Ex-IBM Employee From China Gets 5 Years Prison for Stealing Code
The logo for IBM is seen at the SIBOS banking and financial conference in Toronto, Ontario, Canada on Oct. 19, 2017. (Chris Helgren/Reuters)
Reuters
1/20/2018
Updated:
1/23/2018

NEW YORK–A former software engineer for IBM in China was sentenced to five years in prison after he pleaded guilty to stealing proprietary source code from the company, prosecutors announced on Friday.

Jiaqiang Xu, 32, was sentenced on Thursday by U.S. District Judge Kenneth Karas in White Plains, New York, according to a statement from the office of U.S. Attorney Geoffrey Berman. Xu pleaded guilty in May 2017 to economic espionage and theft of a trade secret.

Leanne Marek, Xu’s attorney, did not immediately respond to a request for comment.

Xu worked as a systems software developer for International Business Machines Corp. from 2010 to 2014, according to a public LinkedIn profile. The company was not identified by name in court documents and did not immediately respond to a request for comment.

Xu was arrested in December 2015 after meeting with an undercover officer at a White Plains hotel, where authorities said he was recorded saying he used proprietary IBM code to make software to sell to customers, according to prosecutors.

He was originally charged with theft of a trade secret.
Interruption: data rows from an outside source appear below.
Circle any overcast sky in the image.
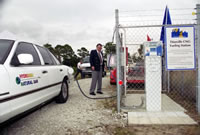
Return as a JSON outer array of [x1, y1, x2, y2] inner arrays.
[[0, 0, 200, 52]]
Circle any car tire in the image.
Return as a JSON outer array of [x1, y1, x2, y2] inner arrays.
[[82, 73, 85, 79], [56, 79, 69, 103]]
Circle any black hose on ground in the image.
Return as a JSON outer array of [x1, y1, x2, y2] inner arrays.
[[75, 79, 117, 99]]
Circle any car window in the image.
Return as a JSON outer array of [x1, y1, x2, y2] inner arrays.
[[37, 46, 56, 65], [0, 39, 14, 64], [11, 42, 41, 66], [48, 50, 60, 65]]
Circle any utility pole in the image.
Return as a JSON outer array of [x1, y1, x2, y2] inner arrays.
[[196, 4, 200, 114], [115, 9, 121, 113]]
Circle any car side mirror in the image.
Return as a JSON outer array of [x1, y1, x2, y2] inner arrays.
[[17, 54, 33, 65]]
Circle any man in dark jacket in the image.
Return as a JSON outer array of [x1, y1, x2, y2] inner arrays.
[[90, 43, 104, 95]]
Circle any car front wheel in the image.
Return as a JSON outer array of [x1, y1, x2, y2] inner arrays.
[[56, 80, 69, 103]]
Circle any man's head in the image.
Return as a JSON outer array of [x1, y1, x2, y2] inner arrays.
[[80, 59, 83, 63], [96, 43, 102, 52]]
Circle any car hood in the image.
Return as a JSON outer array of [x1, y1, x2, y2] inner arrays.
[[81, 63, 90, 67]]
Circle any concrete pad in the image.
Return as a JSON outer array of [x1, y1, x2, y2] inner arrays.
[[128, 112, 197, 125], [122, 94, 197, 125]]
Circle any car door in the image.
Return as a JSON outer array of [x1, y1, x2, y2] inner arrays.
[[0, 65, 11, 123], [0, 39, 14, 123], [7, 42, 49, 115], [37, 46, 64, 96]]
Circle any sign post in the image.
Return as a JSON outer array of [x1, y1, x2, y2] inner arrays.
[[165, 26, 196, 70]]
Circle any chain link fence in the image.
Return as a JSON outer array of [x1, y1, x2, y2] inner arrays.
[[115, 6, 197, 111]]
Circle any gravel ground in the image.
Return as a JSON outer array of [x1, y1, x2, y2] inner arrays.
[[0, 77, 127, 135]]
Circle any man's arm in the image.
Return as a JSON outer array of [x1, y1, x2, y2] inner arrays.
[[90, 50, 95, 70]]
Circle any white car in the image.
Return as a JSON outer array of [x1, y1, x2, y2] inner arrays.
[[0, 39, 73, 124]]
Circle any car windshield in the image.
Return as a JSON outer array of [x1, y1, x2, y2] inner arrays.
[[135, 62, 144, 66], [0, 39, 14, 64], [83, 57, 90, 63]]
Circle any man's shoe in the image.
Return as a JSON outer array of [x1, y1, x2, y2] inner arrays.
[[90, 92, 96, 96], [97, 91, 103, 94]]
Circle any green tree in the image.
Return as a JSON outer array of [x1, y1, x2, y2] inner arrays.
[[77, 47, 89, 58], [43, 43, 56, 56]]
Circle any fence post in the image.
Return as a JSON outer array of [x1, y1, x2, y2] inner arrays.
[[196, 4, 200, 114], [115, 9, 121, 113]]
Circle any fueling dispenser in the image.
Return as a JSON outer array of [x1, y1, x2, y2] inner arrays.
[[144, 41, 163, 111]]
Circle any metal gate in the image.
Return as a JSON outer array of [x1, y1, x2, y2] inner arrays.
[[116, 5, 198, 114]]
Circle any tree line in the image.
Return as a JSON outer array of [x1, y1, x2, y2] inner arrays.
[[43, 42, 116, 67], [44, 42, 144, 68]]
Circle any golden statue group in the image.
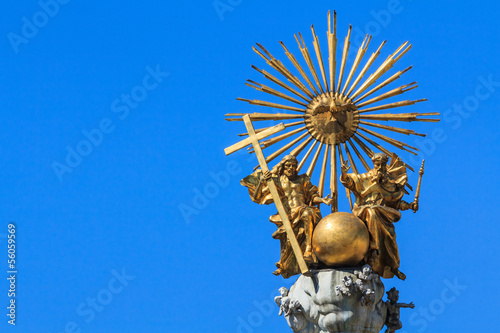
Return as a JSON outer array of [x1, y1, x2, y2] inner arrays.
[[241, 153, 418, 280], [225, 12, 439, 333]]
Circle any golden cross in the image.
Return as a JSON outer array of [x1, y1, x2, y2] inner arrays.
[[225, 115, 310, 276]]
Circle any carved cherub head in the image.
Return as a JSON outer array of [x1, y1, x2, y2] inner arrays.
[[279, 287, 288, 297], [361, 265, 373, 276], [344, 276, 354, 287], [386, 287, 399, 302], [277, 155, 299, 178]]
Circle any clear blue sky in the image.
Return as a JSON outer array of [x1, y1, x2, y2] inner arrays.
[[0, 0, 500, 333]]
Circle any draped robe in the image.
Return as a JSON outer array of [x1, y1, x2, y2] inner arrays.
[[241, 171, 321, 279], [341, 156, 407, 279]]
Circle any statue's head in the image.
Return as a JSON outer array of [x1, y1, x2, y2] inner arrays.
[[279, 287, 288, 297], [278, 155, 299, 178], [372, 153, 389, 172], [344, 276, 354, 287], [361, 265, 373, 275], [386, 287, 399, 302], [372, 153, 389, 183]]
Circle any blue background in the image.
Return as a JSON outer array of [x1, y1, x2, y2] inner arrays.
[[0, 0, 500, 333]]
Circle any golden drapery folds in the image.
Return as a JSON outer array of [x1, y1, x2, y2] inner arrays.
[[341, 155, 407, 279], [241, 171, 321, 279]]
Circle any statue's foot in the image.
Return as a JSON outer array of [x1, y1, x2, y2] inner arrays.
[[393, 268, 406, 281], [304, 248, 314, 264]]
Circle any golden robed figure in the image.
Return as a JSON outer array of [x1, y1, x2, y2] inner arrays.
[[340, 153, 418, 280], [241, 155, 332, 278]]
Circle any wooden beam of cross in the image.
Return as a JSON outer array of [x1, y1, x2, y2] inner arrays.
[[225, 115, 311, 276], [224, 123, 285, 155]]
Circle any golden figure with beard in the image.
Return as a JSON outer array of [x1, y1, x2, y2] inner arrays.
[[340, 153, 418, 280], [241, 155, 333, 279]]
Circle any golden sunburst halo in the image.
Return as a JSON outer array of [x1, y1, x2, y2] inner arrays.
[[226, 12, 440, 209]]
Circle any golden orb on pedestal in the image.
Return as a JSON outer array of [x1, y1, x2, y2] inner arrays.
[[312, 212, 370, 267]]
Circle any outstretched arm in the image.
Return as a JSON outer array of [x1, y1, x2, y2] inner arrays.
[[396, 302, 415, 309], [340, 161, 354, 190], [399, 200, 418, 212], [313, 194, 333, 206]]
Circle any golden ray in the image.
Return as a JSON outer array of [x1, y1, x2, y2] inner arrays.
[[347, 138, 370, 171], [297, 136, 319, 172], [279, 41, 319, 95], [351, 42, 411, 99], [358, 112, 440, 122], [248, 126, 306, 153], [236, 97, 306, 113], [354, 66, 413, 103], [335, 145, 353, 210], [225, 112, 304, 121], [245, 80, 307, 107], [254, 132, 308, 170], [294, 32, 325, 93], [319, 145, 330, 197], [341, 35, 372, 95], [290, 136, 314, 157], [252, 43, 314, 98], [306, 143, 325, 177], [327, 11, 337, 93], [238, 120, 304, 136], [360, 120, 426, 137], [342, 142, 359, 174], [358, 98, 427, 113], [357, 82, 418, 109], [252, 65, 311, 102], [330, 145, 339, 213], [347, 40, 387, 96], [352, 135, 375, 157], [358, 126, 418, 155], [311, 25, 329, 91], [337, 24, 352, 93]]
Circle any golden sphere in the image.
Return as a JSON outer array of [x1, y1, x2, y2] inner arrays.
[[312, 212, 370, 267]]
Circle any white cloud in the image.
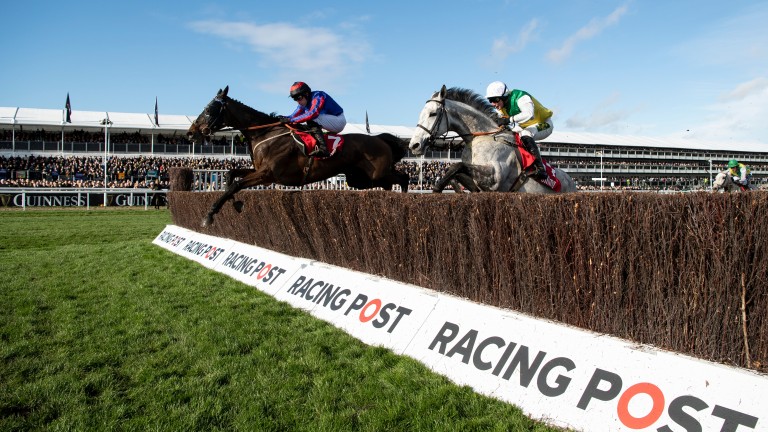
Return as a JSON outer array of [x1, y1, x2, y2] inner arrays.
[[190, 21, 371, 90], [689, 77, 768, 142], [491, 18, 539, 61], [564, 92, 644, 134], [719, 77, 768, 102], [547, 4, 629, 63]]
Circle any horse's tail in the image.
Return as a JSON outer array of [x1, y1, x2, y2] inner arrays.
[[377, 133, 408, 163]]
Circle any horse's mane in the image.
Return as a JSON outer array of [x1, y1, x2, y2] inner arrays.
[[435, 87, 497, 118]]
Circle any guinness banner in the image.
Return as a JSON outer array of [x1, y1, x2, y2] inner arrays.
[[0, 189, 166, 207]]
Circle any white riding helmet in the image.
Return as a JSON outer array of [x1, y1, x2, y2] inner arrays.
[[485, 81, 509, 99]]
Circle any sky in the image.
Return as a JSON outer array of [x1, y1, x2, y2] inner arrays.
[[0, 0, 768, 147]]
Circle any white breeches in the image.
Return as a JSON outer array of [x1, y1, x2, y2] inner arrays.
[[315, 113, 347, 133]]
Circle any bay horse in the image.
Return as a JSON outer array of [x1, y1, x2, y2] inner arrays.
[[187, 86, 409, 226], [409, 85, 576, 193]]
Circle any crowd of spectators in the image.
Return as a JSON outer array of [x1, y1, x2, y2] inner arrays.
[[0, 129, 230, 145], [0, 155, 760, 190]]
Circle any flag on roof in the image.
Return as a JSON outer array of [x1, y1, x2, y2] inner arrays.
[[64, 92, 72, 123], [155, 96, 160, 127]]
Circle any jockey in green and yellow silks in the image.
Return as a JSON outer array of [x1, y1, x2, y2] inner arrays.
[[485, 81, 554, 179]]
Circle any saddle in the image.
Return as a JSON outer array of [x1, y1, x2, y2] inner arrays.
[[291, 130, 344, 157], [504, 134, 562, 192]]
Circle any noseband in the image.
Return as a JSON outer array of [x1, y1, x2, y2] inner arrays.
[[416, 99, 450, 141], [204, 97, 227, 133]]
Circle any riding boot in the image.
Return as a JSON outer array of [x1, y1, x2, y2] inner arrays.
[[521, 136, 547, 180], [307, 121, 330, 158]]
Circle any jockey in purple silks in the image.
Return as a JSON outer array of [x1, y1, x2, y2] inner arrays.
[[280, 81, 347, 157]]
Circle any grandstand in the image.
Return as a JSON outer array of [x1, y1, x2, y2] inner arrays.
[[0, 107, 768, 190]]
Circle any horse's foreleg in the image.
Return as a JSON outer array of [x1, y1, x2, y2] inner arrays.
[[203, 181, 242, 226], [203, 169, 274, 226], [432, 162, 466, 193], [227, 168, 256, 188]]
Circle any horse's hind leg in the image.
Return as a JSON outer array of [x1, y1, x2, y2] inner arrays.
[[432, 162, 467, 193], [203, 170, 272, 226], [203, 181, 242, 226], [227, 168, 256, 188]]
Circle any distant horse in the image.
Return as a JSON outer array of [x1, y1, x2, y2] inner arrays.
[[712, 170, 750, 192], [409, 86, 576, 193], [187, 86, 408, 225]]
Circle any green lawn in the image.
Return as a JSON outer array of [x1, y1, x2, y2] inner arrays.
[[0, 208, 556, 431]]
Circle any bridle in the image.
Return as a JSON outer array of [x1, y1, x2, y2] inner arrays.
[[416, 99, 504, 145], [416, 99, 451, 145], [203, 96, 227, 133]]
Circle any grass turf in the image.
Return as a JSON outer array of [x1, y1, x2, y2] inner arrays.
[[0, 209, 556, 431]]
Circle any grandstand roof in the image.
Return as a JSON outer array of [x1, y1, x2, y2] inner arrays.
[[0, 107, 768, 153]]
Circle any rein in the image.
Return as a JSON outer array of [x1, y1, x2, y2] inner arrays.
[[247, 122, 284, 130], [416, 99, 504, 140]]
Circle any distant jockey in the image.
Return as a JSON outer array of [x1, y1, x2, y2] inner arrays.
[[485, 81, 554, 180], [280, 81, 347, 157], [728, 159, 752, 189]]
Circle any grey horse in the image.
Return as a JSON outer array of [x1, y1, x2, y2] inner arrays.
[[409, 86, 576, 193]]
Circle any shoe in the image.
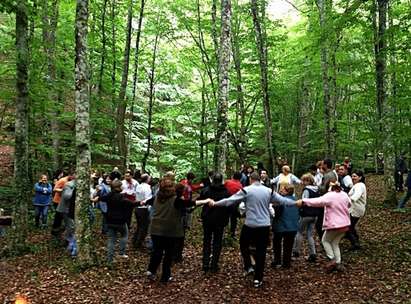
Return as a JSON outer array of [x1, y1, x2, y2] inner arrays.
[[244, 267, 254, 277], [160, 277, 173, 283], [335, 263, 345, 272], [146, 271, 156, 281], [307, 254, 317, 263], [325, 260, 337, 273], [253, 280, 263, 288]]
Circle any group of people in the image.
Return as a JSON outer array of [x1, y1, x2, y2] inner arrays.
[[26, 159, 384, 287]]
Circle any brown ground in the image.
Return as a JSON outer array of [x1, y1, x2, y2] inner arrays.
[[0, 177, 411, 304]]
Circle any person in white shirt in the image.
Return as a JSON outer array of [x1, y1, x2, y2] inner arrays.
[[133, 173, 153, 248], [346, 170, 367, 250], [121, 170, 138, 229], [337, 165, 354, 193]]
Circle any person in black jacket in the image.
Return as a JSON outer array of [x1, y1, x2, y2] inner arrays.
[[200, 173, 230, 272], [101, 179, 135, 263]]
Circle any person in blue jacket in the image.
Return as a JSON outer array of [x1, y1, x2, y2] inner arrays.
[[33, 174, 52, 227]]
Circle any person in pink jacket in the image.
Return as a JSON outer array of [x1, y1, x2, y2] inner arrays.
[[297, 182, 350, 272]]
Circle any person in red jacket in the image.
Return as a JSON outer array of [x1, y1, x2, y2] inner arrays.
[[224, 172, 243, 239]]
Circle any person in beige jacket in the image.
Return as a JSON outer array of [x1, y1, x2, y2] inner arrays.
[[346, 170, 367, 250]]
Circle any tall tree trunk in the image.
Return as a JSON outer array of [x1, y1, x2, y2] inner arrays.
[[374, 0, 396, 204], [75, 0, 93, 264], [110, 0, 118, 151], [97, 0, 108, 95], [251, 0, 277, 174], [117, 0, 134, 170], [42, 0, 61, 170], [126, 0, 145, 165], [10, 0, 31, 249], [316, 0, 335, 158], [141, 33, 159, 172], [214, 0, 231, 176]]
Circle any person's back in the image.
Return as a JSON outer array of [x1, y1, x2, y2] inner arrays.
[[273, 195, 300, 232], [103, 191, 132, 225], [200, 183, 230, 226], [242, 182, 272, 227]]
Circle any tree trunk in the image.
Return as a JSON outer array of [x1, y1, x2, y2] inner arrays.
[[374, 0, 396, 204], [316, 0, 335, 158], [126, 0, 145, 165], [117, 0, 134, 170], [75, 0, 93, 265], [141, 33, 159, 172], [10, 0, 31, 249], [251, 0, 277, 174], [42, 0, 61, 170], [214, 0, 231, 176], [97, 0, 108, 95]]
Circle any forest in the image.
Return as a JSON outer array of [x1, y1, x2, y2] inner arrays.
[[0, 0, 411, 303]]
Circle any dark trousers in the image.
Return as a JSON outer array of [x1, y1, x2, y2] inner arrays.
[[240, 225, 270, 281], [315, 208, 324, 240], [203, 222, 224, 270], [51, 211, 64, 237], [228, 204, 240, 237], [148, 235, 176, 281], [394, 171, 404, 191], [273, 231, 297, 267], [345, 215, 360, 247], [133, 208, 150, 248]]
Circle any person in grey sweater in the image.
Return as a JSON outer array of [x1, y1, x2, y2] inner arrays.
[[209, 172, 296, 287]]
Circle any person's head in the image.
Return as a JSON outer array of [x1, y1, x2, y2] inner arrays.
[[40, 174, 48, 184], [187, 172, 196, 182], [111, 179, 122, 192], [163, 171, 176, 181], [124, 170, 133, 182], [212, 173, 223, 186], [233, 171, 241, 180], [140, 173, 150, 184], [328, 181, 342, 192], [279, 184, 294, 196], [322, 158, 333, 172], [157, 178, 176, 201], [281, 165, 291, 175], [351, 170, 365, 184], [308, 165, 317, 175], [301, 173, 314, 186], [176, 183, 185, 197], [103, 175, 111, 185], [250, 172, 260, 184], [337, 165, 347, 177]]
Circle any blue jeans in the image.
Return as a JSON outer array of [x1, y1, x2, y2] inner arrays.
[[397, 189, 411, 208], [34, 205, 49, 227], [107, 223, 128, 263], [293, 216, 317, 255]]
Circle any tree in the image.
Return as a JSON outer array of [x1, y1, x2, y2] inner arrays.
[[214, 0, 231, 175], [10, 0, 31, 249], [251, 0, 276, 174], [75, 0, 93, 264]]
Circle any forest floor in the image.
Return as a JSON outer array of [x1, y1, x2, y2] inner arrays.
[[0, 176, 411, 304]]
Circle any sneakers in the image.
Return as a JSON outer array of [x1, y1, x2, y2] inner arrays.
[[146, 271, 156, 281], [244, 267, 254, 277], [253, 280, 263, 288], [307, 254, 317, 263]]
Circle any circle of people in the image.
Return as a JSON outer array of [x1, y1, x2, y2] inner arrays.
[[33, 159, 402, 287]]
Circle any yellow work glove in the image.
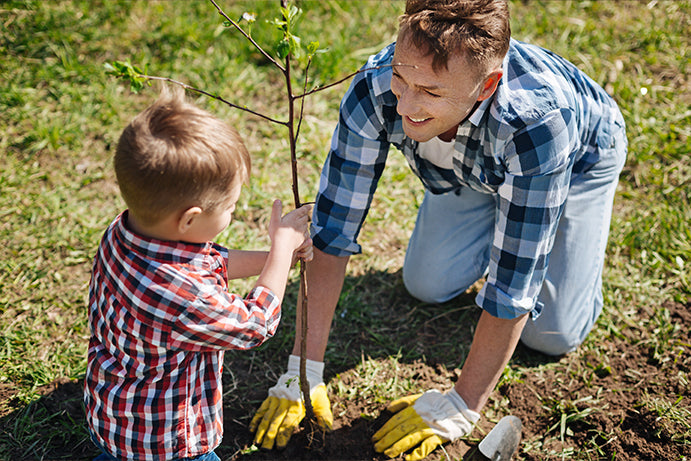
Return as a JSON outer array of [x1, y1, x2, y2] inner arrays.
[[372, 389, 480, 461], [250, 355, 333, 450]]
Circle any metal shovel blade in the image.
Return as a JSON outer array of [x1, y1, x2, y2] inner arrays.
[[478, 415, 522, 461]]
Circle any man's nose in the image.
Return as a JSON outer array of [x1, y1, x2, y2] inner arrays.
[[396, 88, 418, 116]]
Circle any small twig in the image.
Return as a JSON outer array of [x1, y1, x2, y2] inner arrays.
[[294, 64, 417, 99], [138, 74, 288, 126]]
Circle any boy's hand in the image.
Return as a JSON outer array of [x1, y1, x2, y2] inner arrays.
[[269, 200, 312, 253], [293, 233, 314, 265], [250, 355, 333, 450]]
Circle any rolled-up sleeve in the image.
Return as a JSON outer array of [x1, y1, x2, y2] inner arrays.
[[476, 110, 575, 318], [312, 68, 389, 256]]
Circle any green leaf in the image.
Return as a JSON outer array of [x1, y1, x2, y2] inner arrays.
[[307, 41, 319, 56]]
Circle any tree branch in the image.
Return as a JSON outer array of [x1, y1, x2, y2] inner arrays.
[[139, 74, 288, 126], [209, 0, 286, 72]]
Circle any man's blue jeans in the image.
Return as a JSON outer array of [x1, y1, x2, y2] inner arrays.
[[403, 123, 627, 355]]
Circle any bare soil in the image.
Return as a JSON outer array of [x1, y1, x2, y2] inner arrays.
[[0, 296, 691, 461]]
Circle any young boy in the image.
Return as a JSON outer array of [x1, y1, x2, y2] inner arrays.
[[84, 88, 312, 461]]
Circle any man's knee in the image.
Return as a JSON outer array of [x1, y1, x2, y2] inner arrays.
[[521, 331, 583, 356], [403, 266, 479, 303]]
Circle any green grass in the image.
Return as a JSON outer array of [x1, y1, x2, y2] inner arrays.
[[0, 0, 691, 459]]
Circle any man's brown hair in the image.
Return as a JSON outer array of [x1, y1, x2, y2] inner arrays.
[[114, 86, 250, 225], [399, 0, 511, 72]]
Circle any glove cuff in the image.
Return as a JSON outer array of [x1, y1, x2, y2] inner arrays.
[[446, 387, 480, 425], [288, 354, 324, 389]]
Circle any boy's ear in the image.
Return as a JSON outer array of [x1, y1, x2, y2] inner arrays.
[[477, 68, 504, 101], [177, 206, 202, 234]]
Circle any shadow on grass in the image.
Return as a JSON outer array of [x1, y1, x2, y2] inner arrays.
[[0, 270, 553, 461]]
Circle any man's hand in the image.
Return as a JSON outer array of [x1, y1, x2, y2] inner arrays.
[[372, 389, 480, 461], [250, 355, 333, 450]]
The economic espionage charges were added in a superseding indictment filed last June.

Prosecutors said the proprietary computer code Xu stole was related to a so-called clustered file system, which facilitates faster computer performance.

Xu, who began working at IBM in China in 2010, had full access to the source code before voluntarily resigning in May 2014, prosecutors said.

According to the criminal complaint filed in 2015, the Federal Bureau of Investigation in 2014 received a report that someone in China was claiming to have access to the code and using it for business ventures, prompting the investigation that led to the arrest.